Monterosso, the Dubai World Cup winner, looks to have better luck than other horses who have shined on Dubai Carnival night.
Horse racing: Monterosso gets chance to show rate
There have been some brilliant winners of the Dubai World Cup and some that never could quite find the magic again.
Monterosso scooped the US$10m (Dh36.7m)Dubai World Cup in March and his seasonal bow on the European stage under Mickael Barzalona will be in the Group 1 contest, which when first run in 1886 was the most valuable prize in racing at £10,000.
Simon Crisford, Godolphin's racing manager, has warned that Mahmood Al Zarooni's horse will come on for his first run for 98 days but the question that needs answering is whether Monterosso is simply a one-trick pony or a world champion in more than just name.

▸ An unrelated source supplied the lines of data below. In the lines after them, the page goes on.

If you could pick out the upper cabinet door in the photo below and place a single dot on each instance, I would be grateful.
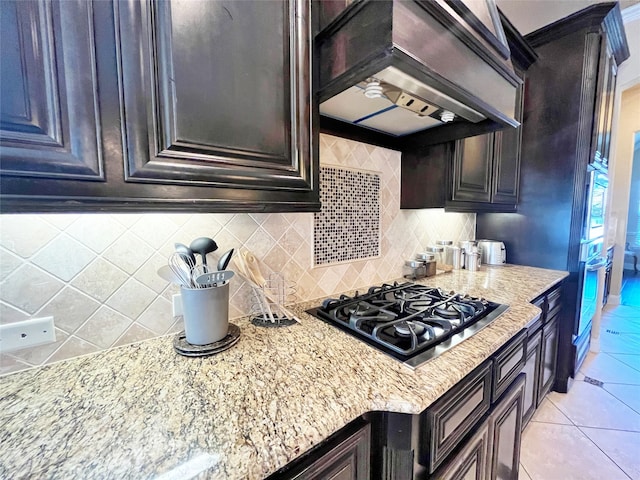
(508, 143)
(472, 169)
(49, 115)
(216, 93)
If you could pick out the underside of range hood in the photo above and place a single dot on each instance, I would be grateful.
(396, 111)
(439, 68)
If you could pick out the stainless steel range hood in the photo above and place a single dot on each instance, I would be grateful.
(428, 64)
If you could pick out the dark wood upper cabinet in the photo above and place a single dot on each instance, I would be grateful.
(607, 75)
(193, 106)
(473, 169)
(486, 169)
(49, 110)
(477, 173)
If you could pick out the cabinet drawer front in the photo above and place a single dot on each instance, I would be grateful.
(508, 364)
(348, 460)
(470, 462)
(455, 414)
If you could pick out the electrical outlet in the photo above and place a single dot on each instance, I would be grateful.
(27, 333)
(177, 305)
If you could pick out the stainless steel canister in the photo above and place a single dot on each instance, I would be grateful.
(467, 247)
(414, 269)
(437, 251)
(456, 257)
(472, 260)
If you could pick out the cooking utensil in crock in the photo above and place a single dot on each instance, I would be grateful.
(224, 260)
(203, 245)
(214, 278)
(186, 253)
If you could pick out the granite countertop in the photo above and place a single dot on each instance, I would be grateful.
(142, 411)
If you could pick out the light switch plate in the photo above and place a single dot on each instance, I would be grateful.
(27, 333)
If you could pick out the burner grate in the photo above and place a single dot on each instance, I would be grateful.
(409, 321)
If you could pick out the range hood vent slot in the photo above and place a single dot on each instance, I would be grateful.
(401, 67)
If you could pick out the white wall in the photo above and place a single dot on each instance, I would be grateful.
(626, 122)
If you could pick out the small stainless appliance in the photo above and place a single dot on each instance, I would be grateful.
(492, 252)
(413, 323)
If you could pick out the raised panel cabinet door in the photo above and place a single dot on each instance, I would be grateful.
(505, 425)
(49, 108)
(532, 372)
(506, 158)
(348, 460)
(471, 462)
(472, 169)
(548, 359)
(216, 93)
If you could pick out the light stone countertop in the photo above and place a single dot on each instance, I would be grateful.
(142, 411)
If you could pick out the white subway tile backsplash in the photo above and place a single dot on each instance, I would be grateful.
(117, 298)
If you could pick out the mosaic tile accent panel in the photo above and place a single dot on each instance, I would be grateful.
(96, 273)
(348, 225)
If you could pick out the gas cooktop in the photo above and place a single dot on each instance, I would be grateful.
(413, 323)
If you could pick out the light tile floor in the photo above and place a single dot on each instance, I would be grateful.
(593, 432)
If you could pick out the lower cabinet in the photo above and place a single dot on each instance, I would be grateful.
(542, 352)
(505, 425)
(493, 450)
(548, 358)
(471, 462)
(344, 456)
(532, 373)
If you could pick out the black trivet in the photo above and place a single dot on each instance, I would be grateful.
(183, 347)
(266, 322)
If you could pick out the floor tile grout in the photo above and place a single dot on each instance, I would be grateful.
(603, 452)
(626, 340)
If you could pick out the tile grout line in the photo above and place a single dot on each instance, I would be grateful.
(526, 471)
(603, 452)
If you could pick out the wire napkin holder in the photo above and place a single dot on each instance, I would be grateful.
(269, 300)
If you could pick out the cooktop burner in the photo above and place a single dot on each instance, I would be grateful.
(414, 323)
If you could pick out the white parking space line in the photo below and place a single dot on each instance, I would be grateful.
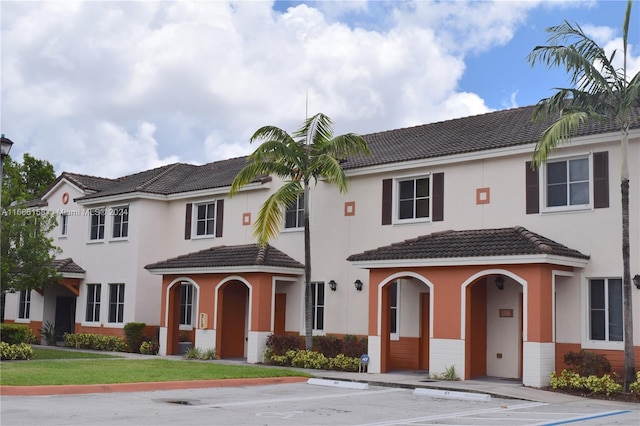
(305, 398)
(455, 415)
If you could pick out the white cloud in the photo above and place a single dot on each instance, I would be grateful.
(110, 88)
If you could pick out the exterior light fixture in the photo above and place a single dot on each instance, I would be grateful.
(358, 285)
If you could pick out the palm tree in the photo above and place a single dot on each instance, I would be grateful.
(600, 92)
(311, 153)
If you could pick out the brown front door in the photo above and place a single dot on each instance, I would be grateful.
(423, 363)
(233, 319)
(280, 314)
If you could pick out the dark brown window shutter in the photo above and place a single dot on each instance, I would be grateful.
(532, 190)
(600, 180)
(438, 197)
(219, 217)
(387, 201)
(187, 223)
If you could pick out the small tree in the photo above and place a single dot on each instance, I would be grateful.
(311, 153)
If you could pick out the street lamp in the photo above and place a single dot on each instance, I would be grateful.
(5, 147)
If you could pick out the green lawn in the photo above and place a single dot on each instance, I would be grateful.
(119, 370)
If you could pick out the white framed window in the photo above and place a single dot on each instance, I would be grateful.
(116, 303)
(120, 221)
(64, 224)
(97, 223)
(605, 310)
(394, 311)
(294, 214)
(186, 304)
(317, 295)
(24, 304)
(413, 199)
(205, 219)
(92, 313)
(567, 184)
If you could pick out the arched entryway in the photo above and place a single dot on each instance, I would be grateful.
(405, 318)
(233, 308)
(494, 316)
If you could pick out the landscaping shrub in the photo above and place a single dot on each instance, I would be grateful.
(133, 335)
(570, 380)
(330, 346)
(20, 351)
(95, 341)
(14, 334)
(149, 347)
(280, 344)
(587, 363)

Prior to his success in the world's most valuable race, Monterosso had proven form on Meydan Racecourse's Tapeta surface.
Last year he finished third in the World Cup, and then warmed up before this year's triumph by finishing fourth in round three of the Al Maktoum Challenge.
Nine of the 12 winners of the Tapeta races on World Cup night since the surface was laid down in 2010 had previous form on Meydan's idiosyncratic track.
Of course Monterosso, who is officially the highest-rated horse among his nine rivals, and was progressive on turf in 2010 for Mark Johnston, but it remains to be seen whether the five year old can match the best on grass.
There will be nowhere to hide tonight. The Eclipse, which is the first opportunity in the British Turf season for three year olds to take on the older generation beyond a mile, has attracted a stellar cast despite the retirement of So You Think.
Nathaniel, last year's King George VI and Queen Elizabeth Stakes winner, joins Twice Over, the Eclipse winner of two seasons ago and dual Dubai World Cup runner.
There is the Godolphin blue danger of the exciting and lightly-raced Farhh, who will carry Frankie Dettori, but it is Cityscape, who won the Dubai Duty Free in such taking style in March for trainer Roger Charlton, who could be the most intriguing opponent.
No Dubai Duty Free winner has ever beaten a Dubai World Cup winner.
From when Key Of Luck, the inaugural Dubai Duty Free winner in 1996 failed to haul in Singspiel in the Dubai World Cup the following year to Al Shemali narrowly finishing third to Lizard's Desire and Gloria de Campeao in Singapore two seasons ago, they have always come off second best.
And yet Cityscape's four-and-a-quarter length victory over seven individual Group One winners at Meydan proved that he is a horse that can mix it with the best in the world, and on the surface that matters.
"We had a good winter here which meant he'd done some good work so he went to Meydan very fit, he did very little there," Charlton said.
"As we know he produced a stunning performance. Quite where he found the turbo-booster that produced a course record and had them off the bridle and destroyed them, I'm not sure.
"It's great when you see a six year old doing that. It was his first time at nine furlongs and 10 furlongs is worth trying."
If Cityscape can beat Monterosso home, it would have been worth trying indeed.